What we need to learn from architecture when designing virtual spaces
When VR meets architecture
A few weeks ago I relaunched the podcast I run with an interview focusing on multisensory technologies. This week, I have Norwegian architect Kim Baumann Larsen discussing VR and architecture:
Kim has worked with VR and interactive technologies since the 1990s and draws from environmental psychology into his work. He gave a talk on the topic earlier in the year at the RealTime conference - check out Kim’s talk here:
Design as the rendering of intent
As with any design activity, if we define it as a process where the designers render their intent into the outcome, creating a virtual space is an output that goes through many considerations and choices.
If we pay more attention to how architects have deliberated on the nature of space, and how humans inhabit it, we become more conscious of those choices. We also arrive at a better place to think beyond conventional truths and start embracing less of the constraints snd forms that we have been accustomed to physical spaces.

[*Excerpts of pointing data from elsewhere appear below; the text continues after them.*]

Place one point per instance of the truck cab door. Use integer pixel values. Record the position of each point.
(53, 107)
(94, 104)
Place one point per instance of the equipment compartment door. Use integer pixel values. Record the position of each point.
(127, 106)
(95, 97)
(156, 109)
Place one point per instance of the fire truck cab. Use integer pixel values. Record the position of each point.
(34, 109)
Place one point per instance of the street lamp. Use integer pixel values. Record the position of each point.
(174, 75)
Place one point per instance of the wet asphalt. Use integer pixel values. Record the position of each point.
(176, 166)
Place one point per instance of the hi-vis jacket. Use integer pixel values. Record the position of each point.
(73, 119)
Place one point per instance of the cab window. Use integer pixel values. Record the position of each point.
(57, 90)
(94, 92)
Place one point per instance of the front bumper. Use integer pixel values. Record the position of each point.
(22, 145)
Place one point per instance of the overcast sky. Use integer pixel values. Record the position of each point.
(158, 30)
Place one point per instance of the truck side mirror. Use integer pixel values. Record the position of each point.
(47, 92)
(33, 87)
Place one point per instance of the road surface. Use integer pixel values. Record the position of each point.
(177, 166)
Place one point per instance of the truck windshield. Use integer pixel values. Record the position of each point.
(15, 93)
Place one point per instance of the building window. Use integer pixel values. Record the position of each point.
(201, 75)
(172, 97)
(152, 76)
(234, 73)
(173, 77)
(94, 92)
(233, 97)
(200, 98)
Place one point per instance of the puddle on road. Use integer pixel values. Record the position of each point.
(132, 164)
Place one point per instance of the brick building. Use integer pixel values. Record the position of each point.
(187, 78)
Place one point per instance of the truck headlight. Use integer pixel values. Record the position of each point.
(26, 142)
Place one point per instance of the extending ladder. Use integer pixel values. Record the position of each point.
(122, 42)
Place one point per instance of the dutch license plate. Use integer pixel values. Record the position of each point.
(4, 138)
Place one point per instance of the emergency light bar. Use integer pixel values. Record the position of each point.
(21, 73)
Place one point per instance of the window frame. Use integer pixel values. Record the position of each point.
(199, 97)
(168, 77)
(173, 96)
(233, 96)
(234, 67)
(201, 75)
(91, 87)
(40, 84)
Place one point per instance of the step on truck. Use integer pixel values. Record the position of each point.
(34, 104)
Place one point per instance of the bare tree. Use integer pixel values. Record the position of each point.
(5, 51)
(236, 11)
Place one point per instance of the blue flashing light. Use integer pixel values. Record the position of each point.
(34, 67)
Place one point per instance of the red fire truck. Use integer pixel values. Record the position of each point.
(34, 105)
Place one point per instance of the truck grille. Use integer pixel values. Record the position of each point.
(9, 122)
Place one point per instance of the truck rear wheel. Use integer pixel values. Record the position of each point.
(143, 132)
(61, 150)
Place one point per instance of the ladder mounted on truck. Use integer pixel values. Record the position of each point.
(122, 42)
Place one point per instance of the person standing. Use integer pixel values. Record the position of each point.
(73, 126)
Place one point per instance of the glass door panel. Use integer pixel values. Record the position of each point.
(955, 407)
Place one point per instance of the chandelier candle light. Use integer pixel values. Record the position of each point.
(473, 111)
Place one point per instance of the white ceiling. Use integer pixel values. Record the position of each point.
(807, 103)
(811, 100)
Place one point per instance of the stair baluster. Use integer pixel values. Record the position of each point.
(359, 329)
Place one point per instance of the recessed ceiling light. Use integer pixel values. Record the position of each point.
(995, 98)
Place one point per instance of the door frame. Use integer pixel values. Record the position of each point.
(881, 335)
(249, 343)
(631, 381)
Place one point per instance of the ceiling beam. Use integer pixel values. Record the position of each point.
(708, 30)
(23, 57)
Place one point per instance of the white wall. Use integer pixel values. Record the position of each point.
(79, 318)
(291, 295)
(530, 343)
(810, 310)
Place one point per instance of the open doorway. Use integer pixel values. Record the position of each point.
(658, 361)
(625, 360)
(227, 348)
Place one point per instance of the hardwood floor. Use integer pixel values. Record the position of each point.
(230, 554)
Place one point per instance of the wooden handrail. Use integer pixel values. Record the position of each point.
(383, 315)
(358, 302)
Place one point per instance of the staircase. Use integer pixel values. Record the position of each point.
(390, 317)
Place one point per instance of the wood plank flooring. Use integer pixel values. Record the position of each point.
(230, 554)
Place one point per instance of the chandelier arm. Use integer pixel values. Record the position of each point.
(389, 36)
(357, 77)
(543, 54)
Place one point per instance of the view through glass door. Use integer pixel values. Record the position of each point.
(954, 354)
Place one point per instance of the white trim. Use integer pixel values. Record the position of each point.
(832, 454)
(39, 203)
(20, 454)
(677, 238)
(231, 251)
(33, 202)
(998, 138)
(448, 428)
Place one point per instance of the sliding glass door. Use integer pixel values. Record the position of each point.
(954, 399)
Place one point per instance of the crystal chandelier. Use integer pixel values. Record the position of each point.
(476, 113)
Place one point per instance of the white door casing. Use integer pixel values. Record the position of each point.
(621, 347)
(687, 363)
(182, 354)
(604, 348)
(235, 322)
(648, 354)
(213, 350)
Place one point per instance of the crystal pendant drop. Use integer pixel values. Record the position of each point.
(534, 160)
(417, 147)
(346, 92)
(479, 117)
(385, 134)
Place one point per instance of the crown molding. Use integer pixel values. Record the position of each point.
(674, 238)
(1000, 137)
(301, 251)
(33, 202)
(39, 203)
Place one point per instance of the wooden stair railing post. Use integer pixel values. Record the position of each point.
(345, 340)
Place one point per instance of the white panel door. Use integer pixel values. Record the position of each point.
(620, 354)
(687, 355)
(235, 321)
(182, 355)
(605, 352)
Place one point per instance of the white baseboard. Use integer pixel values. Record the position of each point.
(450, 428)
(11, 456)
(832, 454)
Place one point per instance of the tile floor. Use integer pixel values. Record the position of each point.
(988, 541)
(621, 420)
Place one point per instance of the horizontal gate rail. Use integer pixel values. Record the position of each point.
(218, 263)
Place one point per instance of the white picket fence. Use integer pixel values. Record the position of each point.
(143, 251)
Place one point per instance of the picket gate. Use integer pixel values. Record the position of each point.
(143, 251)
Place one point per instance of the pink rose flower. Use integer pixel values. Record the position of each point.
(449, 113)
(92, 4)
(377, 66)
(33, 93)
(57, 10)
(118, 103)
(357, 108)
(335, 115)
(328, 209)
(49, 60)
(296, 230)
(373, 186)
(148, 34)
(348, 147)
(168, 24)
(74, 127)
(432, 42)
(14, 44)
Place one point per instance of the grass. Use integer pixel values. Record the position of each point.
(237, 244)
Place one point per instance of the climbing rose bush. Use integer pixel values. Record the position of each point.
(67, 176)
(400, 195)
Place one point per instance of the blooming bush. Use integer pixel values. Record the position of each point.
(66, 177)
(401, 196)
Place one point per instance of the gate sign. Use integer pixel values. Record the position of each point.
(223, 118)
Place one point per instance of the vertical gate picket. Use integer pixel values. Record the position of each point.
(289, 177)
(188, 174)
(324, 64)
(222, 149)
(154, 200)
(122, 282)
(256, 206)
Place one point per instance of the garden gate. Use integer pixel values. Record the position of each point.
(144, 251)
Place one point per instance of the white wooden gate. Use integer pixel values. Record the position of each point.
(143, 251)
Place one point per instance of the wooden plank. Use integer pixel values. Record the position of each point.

This does not mean abandoning cognitive and psychological principles around what makes a space us feel in a specific way and how we orientate ourselves to it.
Quite vice versa.
Shapes, colours, and peripheral vision
We can draw e.g from how different shapes and colours affect our sense of space, as discusses in his talk above and also writes about.
We discuss this in more detail in the podcast. For reading, I recommend a book by the Finnish architect Juhani Pallasmaa, The Eyes of the Skin: Architecture and the Senses, where he discusses the phenomenology of architecture and how thinking beyond sight is integral to a more nuanced premise for designing spaces we inhabit. Pallasmaa writes:
”The very essence of the lived experience is moulded by unconscious haptic imagery and unfocused peripheral vision. Focused vision confronts us with the world whereas peripheral vision envelops us in the flesh of the world.”
Just think what that might mean for designing VR spaces?
The answers are not obvious and certainly not trivial. I’d venture to say that we have been preoccupied with focused vision with VR. Architectural thinking gives us a more holistic framework for designing experiences of space.